Subject RE: [firebird-support] Left Join Issue - conceptual
Author Svein Erling Tysvær
Hi Alex!

Generally, what Anderson write is correct and your attempt no. 2 and 3 are preferable. I wouldn't call the choice of PLAN position based in general, but for some reason, Firebird treats everything after a LEFT JOIN (probably similar for RIGHT and FULL JOIN) as something that cannot be moved above that part. I don't know why, but I have written SQL like

FROM A
LEFT JOIN B on A.ID = B.ID
LEFT JOIN C on A.ID = C.ID
JOIN D on D.ID = COALESCE(B.ID_D, C.ID_D)

and can accept that it can be considerably more difficult for the optimizer to separate inner joins that are dependent upon preceding left joins from inner joins that aren't, than it is for me to put inner joins that really can be inner joined before my left joins (I only have to consider my actual SQL, Firebird has to cater for all possible SQL).

To your particular problem. The optimizer sometimes do mistakes, and sometimes they just look stupid to those of us that know nothing about the Firebird code. Somehow, the optimizer thinks that it is better to go NATURAL on TBL_PARTY and then use the index three times for TBL_PAYMENT than to use indexes for both tables. I don't know why, I can only guess that either this index isn't very selective for one of these tables (in general, not talking specifically about the two PARTY_ID's you select) or your statistics are very out of date. The plan I would have expected, would be something like

PLAN JOIN (JOIN (P INDEX (PAYMENT_PARTY,PAYMENT_PARTY), PARTY INDEX((PARTY_KEY)),PERSON INDEX (PERSON_KEY))

Whenever I observe the optimizer doing a really bad choice, I normally prevent the optimizer from choosing the bad plan by using +0 or ||'' I think your use of LEFT JOIN in your first query - albeit accidentally - works in a similar manner.
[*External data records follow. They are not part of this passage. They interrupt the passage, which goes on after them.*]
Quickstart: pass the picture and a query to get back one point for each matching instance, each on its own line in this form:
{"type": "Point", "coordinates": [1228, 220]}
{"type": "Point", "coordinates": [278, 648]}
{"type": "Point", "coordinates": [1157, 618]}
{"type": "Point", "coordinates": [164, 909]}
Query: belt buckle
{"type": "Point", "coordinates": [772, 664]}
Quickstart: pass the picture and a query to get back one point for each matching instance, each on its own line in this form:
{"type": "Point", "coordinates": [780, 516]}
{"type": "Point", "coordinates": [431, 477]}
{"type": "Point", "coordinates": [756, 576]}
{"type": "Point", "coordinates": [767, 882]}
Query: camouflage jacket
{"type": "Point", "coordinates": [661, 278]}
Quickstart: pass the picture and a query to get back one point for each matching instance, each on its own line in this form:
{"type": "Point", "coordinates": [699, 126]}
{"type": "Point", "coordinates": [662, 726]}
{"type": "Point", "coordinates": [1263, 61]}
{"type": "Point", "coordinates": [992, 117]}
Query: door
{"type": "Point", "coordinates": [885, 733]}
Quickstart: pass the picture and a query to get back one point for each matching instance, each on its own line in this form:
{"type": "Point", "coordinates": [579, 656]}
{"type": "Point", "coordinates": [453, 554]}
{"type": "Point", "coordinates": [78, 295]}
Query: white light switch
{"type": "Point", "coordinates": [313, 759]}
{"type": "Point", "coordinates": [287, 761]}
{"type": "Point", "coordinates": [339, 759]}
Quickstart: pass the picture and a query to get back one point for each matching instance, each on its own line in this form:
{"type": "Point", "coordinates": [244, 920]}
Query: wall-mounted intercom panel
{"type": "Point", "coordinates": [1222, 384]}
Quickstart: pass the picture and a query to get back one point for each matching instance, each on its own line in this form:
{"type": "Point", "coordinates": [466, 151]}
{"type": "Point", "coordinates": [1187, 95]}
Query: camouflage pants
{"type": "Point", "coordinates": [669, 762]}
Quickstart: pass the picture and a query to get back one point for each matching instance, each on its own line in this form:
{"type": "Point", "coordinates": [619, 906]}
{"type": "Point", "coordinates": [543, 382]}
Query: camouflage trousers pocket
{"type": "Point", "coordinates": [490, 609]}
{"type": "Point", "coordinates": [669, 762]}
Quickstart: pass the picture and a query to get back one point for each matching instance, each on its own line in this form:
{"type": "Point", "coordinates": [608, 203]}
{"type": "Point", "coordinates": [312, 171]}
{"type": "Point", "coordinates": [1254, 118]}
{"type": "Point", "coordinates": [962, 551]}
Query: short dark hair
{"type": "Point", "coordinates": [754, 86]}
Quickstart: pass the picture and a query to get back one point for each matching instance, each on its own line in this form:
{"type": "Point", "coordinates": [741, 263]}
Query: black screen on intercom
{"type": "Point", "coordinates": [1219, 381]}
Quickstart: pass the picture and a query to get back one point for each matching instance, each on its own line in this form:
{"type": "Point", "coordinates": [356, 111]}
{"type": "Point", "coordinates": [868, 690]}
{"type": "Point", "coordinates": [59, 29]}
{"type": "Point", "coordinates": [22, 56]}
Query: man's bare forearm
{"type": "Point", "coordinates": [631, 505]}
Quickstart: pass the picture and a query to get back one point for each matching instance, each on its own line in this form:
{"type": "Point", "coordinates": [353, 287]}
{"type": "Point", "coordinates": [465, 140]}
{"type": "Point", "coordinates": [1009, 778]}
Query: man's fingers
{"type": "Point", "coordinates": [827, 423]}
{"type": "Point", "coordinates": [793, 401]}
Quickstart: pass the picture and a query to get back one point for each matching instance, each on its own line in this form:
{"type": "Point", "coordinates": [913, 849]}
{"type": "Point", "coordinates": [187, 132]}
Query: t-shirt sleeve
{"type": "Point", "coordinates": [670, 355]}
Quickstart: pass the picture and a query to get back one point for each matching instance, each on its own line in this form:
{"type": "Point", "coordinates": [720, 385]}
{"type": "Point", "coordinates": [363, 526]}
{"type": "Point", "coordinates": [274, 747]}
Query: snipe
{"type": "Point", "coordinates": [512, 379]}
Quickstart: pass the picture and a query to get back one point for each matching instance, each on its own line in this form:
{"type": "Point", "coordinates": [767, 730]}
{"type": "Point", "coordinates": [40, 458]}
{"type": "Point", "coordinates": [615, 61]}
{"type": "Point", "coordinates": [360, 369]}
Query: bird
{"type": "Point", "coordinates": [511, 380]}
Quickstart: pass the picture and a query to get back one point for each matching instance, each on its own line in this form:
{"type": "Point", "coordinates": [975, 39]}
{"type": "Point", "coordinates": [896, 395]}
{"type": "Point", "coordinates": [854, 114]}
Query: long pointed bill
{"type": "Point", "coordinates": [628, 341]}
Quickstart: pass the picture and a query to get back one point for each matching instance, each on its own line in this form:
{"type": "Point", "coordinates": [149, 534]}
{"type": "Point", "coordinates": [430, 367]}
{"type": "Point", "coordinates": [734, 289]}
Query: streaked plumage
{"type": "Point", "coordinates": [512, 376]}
There is one thing that puzzles me and that I do not understand at all, and that is that matters whether you write 'p.party_id in' or 'party.party_id in'. My experience says that when these two tables are inner joined on that column, then Firebird itself knows how to substitute these to get the best plan. You do not by any chance have several indexes covering the same column (e.g. if party_id was both the primary key and explicitly indexed for tbl_party)? Firebird is known to make stupid plans when there are two identical indexes to choose from.

Set

-----Original Message-----
From: firebird-support@yahoogroups.com [mailto:firebird-support@yahoogroups.com] On Behalf Of Alexander Tabakov
Sent: 2. juni 2008 15:48
To: firebird-support@yahoogroups.com
Subject: [firebird-support] Left Join Issue - conceptual

Note: Sorry for hijacking the other thread. My mistake!
=======================================================

Hi all,

I run a simple query on Firebird 1.5.5:

select *
from
tbl_party party left join tbl_person person on person.party_id =
party.party_id
join tbl_payment p on p.party_id = party.party_id
where
party.party_id in (xxxx, yyyy) // Two parties

All fields are indexed and here is the query plan:
PLAN JOIN (JOIN (PARTY INDEX (PARTY_KEY,PARTY_KEY),PERSON INDEX
(PERSON_KEY)),P INDEX (PAYMENT_PARTY))

Execution is just fine - 68 rows in the result set with the following
details:
tbl_party - 2 indexed reads
tbl_person - 2 indexed reads
tbl_payment - 68 indexed reads

So fas so good. What bothers me is that when I rewrite the query as follows:

select *
from
tbl_party party join tbl_payment p on p.party_id = party.party_id
--> left join tbl_person person on person.party_id = party.party_id
where
party.party_id in (xxxx, yyyy) // Two parties

I get a huge execution penalty while results are the same:

PLAN JOIN (JOIN (PARTY INDEX (PARTY_KEY,PARTY_KEY),P INDEX
(PAYMENT_PARTY)),PERSON INDEX (PERSON_KEY))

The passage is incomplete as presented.